Do not sometimes use a lock and sometimes skip it.

Bad:

fn increment(self: *Counter) void {
    self.mutex.lock();
    defer self.mutex.unlock();

    self.value += 1;
}

fn reset(self: *Counter) void {
    self.value = 0; // no lock
}

The reset method breaks the rule.

Every access to value must use the same protection.

Better:

fn reset(self: *Counter) void {
    self.mutex.lock();
    defer self.mutex.unlock();

    self.value = 0;
}

A mutex is only useful if all code agrees to use it.

Keep Invariants Protected

A race can break relationships between fields.

Suppose this structure stores a queue:

const Queue = struct {
    items: []Job,
    len: usize,
};

You may have this invariant:

len is the number of valid items

If one thread changes items while another reads len, the reader may see a broken state.

Use one mutex for the whole invariant:

const Queue = struct {
    mutex: std.Thread.Mutex = .{},
    items: []Job,
    len: usize,
};

The mutex protects the relationship, not just individual fields.

Data Races Are Often Intermittent

A race may not fail every time.

The program may work on your machine today and fail tomorrow.

It may fail only with more CPU cores.

It may fail only in release mode.

It may fail only under load.

That is why “it worked once” means very little for concurrent code.

A race depends on timing, and timing changes constantly.

Simple Review Checklist

Before sharing data between threads, ask:

Who owns this data?
Can more than one thread reach it?
Can any thread write it?
What protects every access?
When does the data stop being used?

For every shared mutable value, you should be able to point to one clear rule:

This field is protected by this mutex.
This counter is atomic.
This buffer is owned by this worker until join.
This queue owns its own synchronization.

If there is no clear rule, assume the code is unsafe.

The Main Rule

A data race is not a performance issue.

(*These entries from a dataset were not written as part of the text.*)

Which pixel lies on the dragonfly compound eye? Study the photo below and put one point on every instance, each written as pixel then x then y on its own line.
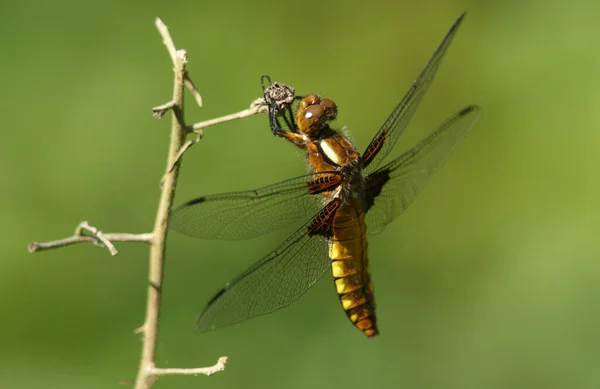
pixel 310 119
pixel 330 108
pixel 307 101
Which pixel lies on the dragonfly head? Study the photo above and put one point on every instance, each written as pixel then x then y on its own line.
pixel 314 113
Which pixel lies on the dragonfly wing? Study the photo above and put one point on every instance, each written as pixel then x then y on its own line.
pixel 387 136
pixel 392 188
pixel 276 280
pixel 247 214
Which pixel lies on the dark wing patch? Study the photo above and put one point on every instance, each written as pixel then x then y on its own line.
pixel 392 188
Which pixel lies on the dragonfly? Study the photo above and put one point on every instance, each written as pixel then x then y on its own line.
pixel 345 195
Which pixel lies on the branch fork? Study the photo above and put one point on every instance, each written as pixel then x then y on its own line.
pixel 84 232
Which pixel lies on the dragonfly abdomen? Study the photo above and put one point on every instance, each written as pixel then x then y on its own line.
pixel 349 263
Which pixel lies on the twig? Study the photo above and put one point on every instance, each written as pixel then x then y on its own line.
pixel 147 370
pixel 168 41
pixel 86 233
pixel 219 366
pixel 256 107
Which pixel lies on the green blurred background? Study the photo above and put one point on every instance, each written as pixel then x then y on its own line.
pixel 490 280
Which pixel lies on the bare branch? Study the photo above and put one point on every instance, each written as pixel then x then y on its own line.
pixel 168 41
pixel 87 233
pixel 219 366
pixel 159 112
pixel 256 107
pixel 193 90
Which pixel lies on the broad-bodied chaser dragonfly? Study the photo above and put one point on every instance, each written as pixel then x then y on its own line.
pixel 345 194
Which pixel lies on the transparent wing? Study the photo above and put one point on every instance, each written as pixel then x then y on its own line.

It is a correctness issue.

Do not fix races by adding sleeps. Do not rely on output order. Do not assume a small test proves safety.

Use ownership when possible.

Use mutexes for shared state.

Use atomics for small independent values.

Use condition variables and queues to coordinate work.

The best concurrent code reduces sharing first, then synchronizes the sharing that remains.